830 views Asked by At

I have ebcdic file in hdfs I want to load data to spark dataframe, process it and load results as orc files, I found that there is a open source solution which is cobrix cobrix, that allow to get data from ebcdic files, but developer must provide a copybook file which is a schema definition.

A few line of my ebcedic file are presented in the attached image. I want to get the format of copybook of the ebcdic file, essentially I want to read the vin his length is 17, vin_data the length is 3 and finally vin_val the length is 100.

enter image description here

2

There are 2 answers

0
Gilbert Le Blanc On BEST ANSWER

Based on your comment in the question, and looking at the input file, you could start with this.

01  VIN-RECORD.
    05  VIN                 PIC X(17).
    05  VIN-COUNT           PIC S9(5) COMP-3.
    05  VIN-VALUE           PIC X(100).

I'm guessing that the second field is COMP-3 based on the six examples all ending with a C byte. This indicates a positive COMP-3 value. A D byte would be a negative COMP-3 value. An F byte would indicate an unsigned COMP-3 value.
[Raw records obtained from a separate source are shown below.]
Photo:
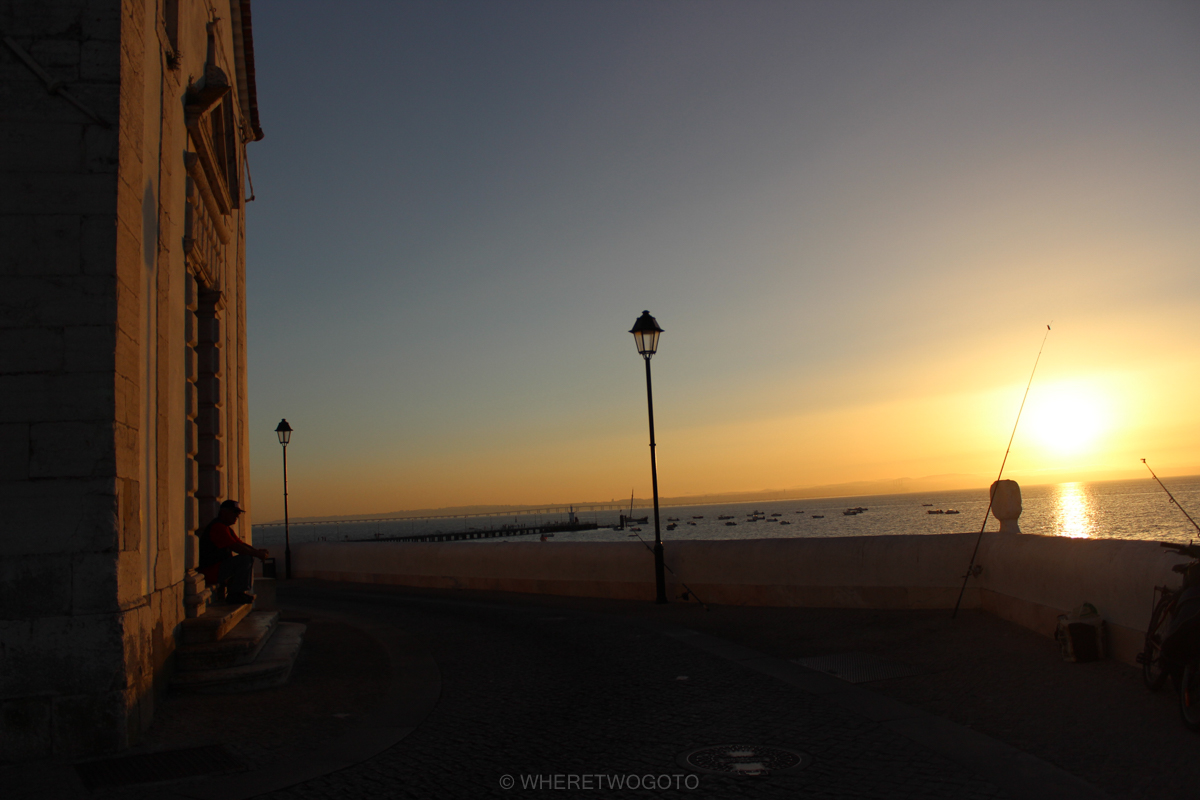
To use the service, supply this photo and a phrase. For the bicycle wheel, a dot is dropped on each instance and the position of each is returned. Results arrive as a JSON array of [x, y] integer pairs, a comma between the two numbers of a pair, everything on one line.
[[1153, 672], [1189, 695]]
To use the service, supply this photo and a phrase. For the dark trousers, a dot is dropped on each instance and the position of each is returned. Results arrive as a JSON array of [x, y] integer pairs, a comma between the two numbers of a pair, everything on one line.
[[237, 573]]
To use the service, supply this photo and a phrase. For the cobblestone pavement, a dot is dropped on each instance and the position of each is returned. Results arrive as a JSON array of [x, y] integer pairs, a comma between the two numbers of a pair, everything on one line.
[[532, 692]]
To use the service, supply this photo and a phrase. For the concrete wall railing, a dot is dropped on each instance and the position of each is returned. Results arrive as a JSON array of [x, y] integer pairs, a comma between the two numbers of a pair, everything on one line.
[[1025, 578]]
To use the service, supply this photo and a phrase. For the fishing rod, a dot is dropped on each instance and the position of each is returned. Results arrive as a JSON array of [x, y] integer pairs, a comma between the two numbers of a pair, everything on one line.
[[991, 494], [687, 589], [1173, 497]]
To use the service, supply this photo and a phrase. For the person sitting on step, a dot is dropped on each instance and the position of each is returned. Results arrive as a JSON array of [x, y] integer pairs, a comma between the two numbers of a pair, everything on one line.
[[225, 559]]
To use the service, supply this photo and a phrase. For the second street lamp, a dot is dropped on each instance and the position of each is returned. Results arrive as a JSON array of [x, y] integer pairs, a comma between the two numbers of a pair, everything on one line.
[[646, 335], [285, 433]]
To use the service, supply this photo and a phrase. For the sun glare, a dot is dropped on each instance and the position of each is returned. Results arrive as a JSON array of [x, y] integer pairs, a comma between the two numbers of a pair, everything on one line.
[[1068, 420]]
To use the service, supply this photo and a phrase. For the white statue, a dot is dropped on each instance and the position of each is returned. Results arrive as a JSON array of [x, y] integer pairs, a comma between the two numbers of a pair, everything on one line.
[[1006, 505]]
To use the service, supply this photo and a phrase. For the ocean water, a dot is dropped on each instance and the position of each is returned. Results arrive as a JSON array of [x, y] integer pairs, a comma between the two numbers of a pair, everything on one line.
[[1138, 509]]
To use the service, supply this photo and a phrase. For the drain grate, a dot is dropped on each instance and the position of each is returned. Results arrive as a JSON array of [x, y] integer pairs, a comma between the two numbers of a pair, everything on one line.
[[744, 759], [857, 667], [153, 768]]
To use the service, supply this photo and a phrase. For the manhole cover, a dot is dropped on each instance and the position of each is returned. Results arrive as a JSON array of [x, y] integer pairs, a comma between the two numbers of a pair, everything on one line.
[[744, 759], [857, 667], [154, 768]]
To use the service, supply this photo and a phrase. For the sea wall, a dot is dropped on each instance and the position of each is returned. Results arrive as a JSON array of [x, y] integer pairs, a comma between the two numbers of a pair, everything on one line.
[[1025, 578]]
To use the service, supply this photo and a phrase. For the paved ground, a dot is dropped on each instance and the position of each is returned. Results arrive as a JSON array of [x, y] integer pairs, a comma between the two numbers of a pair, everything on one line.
[[534, 687]]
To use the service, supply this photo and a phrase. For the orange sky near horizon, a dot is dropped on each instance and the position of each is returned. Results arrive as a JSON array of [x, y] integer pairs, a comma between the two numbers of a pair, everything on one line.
[[853, 221]]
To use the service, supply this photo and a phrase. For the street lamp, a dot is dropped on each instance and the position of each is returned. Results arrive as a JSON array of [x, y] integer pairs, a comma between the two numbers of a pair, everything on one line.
[[285, 433], [646, 335]]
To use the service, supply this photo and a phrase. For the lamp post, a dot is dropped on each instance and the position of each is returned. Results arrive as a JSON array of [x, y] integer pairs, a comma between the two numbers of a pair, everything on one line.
[[285, 433], [646, 335]]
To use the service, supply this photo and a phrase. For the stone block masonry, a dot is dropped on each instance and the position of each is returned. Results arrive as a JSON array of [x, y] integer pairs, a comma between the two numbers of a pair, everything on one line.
[[121, 422]]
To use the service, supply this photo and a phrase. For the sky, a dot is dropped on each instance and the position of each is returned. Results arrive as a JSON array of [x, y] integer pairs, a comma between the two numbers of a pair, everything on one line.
[[852, 220]]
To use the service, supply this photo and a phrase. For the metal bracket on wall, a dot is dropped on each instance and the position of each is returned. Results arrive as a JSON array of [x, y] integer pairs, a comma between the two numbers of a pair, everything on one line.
[[53, 85]]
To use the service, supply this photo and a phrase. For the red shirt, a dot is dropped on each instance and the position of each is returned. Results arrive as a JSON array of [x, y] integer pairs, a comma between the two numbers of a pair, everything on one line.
[[222, 537]]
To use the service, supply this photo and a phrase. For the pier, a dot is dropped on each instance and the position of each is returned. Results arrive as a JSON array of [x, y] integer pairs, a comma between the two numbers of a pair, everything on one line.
[[486, 533]]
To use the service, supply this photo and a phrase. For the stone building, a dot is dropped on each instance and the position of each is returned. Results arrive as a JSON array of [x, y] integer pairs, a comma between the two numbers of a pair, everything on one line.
[[123, 348]]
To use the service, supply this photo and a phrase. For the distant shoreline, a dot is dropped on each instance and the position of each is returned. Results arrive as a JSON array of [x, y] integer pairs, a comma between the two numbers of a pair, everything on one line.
[[859, 488]]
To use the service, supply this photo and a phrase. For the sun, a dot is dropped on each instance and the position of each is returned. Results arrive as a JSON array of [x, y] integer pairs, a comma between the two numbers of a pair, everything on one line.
[[1068, 420]]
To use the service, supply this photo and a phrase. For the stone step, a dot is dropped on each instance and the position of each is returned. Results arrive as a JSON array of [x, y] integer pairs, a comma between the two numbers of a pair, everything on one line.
[[237, 648], [214, 623], [270, 668]]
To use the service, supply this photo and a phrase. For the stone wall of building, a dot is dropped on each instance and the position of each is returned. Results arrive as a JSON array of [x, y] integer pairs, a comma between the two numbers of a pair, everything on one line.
[[101, 353]]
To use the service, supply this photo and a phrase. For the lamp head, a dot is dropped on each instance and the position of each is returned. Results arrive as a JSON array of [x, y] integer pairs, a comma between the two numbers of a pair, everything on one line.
[[646, 335]]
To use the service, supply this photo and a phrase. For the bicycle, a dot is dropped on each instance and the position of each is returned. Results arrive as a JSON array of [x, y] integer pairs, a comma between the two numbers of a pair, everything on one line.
[[1173, 637], [1153, 668]]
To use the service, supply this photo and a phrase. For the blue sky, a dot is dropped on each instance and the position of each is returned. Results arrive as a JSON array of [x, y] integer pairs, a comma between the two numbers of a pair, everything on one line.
[[852, 218]]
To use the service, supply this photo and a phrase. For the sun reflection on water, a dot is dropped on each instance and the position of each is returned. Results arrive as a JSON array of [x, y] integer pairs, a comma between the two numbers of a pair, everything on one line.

The third field is variable length and right padded with spaces.

0
Simon Sobisch On

how to define a copybook file of ebcdic data?

You don't.

A copybook may be used as a record definition (=how the data is stored), it has nothing to do with the encoding of data that may be stored in that.
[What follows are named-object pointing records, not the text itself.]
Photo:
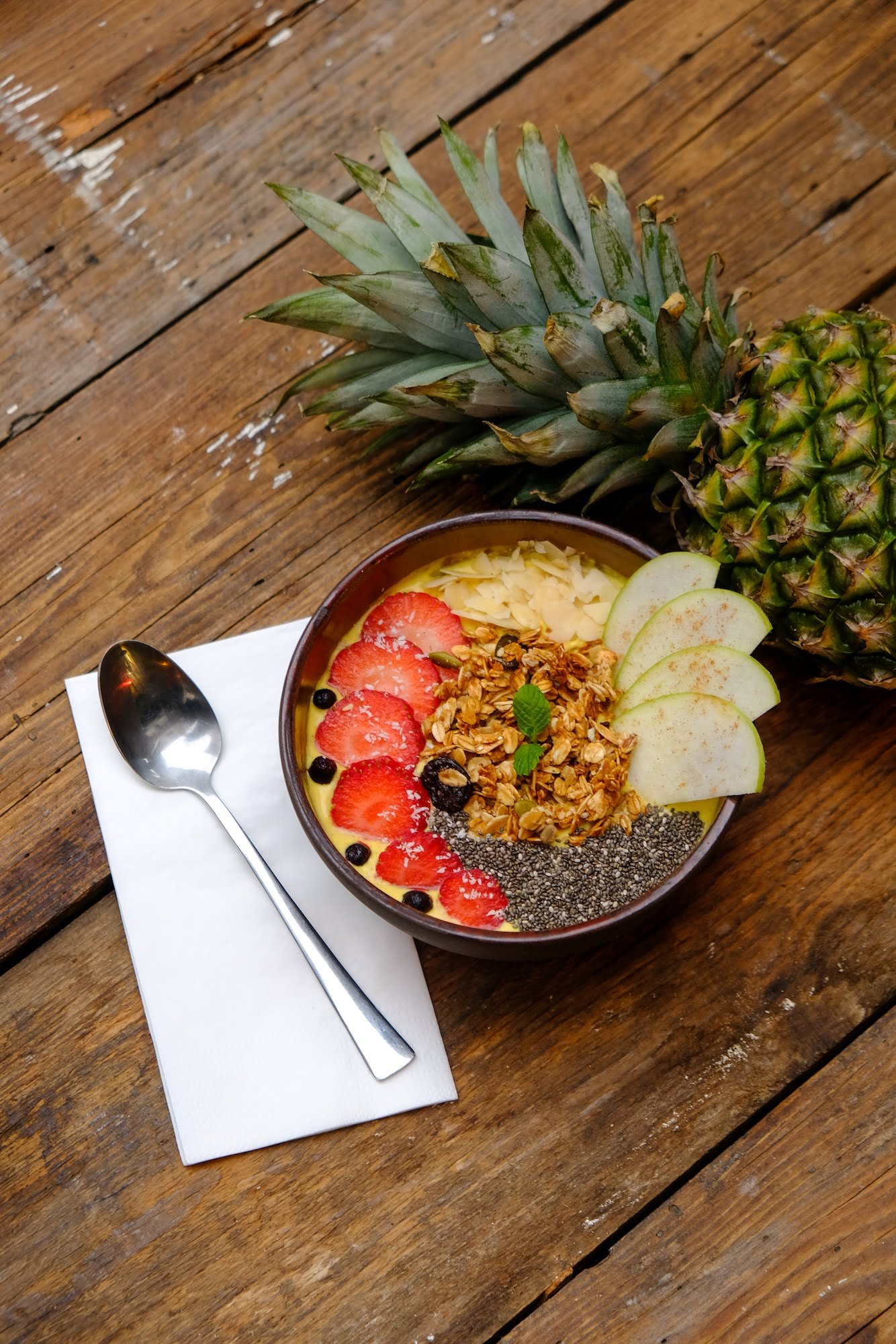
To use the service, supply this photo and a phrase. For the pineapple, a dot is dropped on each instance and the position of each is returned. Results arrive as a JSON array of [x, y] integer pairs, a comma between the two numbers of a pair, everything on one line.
[[572, 361]]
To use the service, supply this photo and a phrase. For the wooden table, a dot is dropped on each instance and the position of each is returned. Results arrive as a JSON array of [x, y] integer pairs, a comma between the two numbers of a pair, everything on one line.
[[688, 1139]]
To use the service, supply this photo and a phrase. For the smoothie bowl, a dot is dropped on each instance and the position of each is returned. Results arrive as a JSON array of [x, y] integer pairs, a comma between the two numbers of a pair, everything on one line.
[[507, 745]]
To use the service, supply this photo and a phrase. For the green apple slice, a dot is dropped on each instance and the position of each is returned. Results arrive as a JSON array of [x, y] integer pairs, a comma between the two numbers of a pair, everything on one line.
[[711, 616], [649, 589], [709, 670], [692, 748]]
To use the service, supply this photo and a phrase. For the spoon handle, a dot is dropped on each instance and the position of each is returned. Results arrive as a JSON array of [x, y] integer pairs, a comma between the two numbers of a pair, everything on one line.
[[384, 1050]]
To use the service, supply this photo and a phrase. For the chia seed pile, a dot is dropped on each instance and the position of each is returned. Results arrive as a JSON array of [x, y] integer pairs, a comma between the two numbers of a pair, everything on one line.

This leaves the question "How do I define the record structure?"

You'd need the amount of fields, their length and type (it likely is not only USAGE DISPLAY) and then just define it with some fancy names. Ideally you just get the original record definition from the COBOL program writing the file, put that into a copybook if it isn't in one yet, and use that.

Your link has samples that show actually how a copybook looks like, if you struggle on the definition then please edit your question with the copybook you've defined and we may be able to help.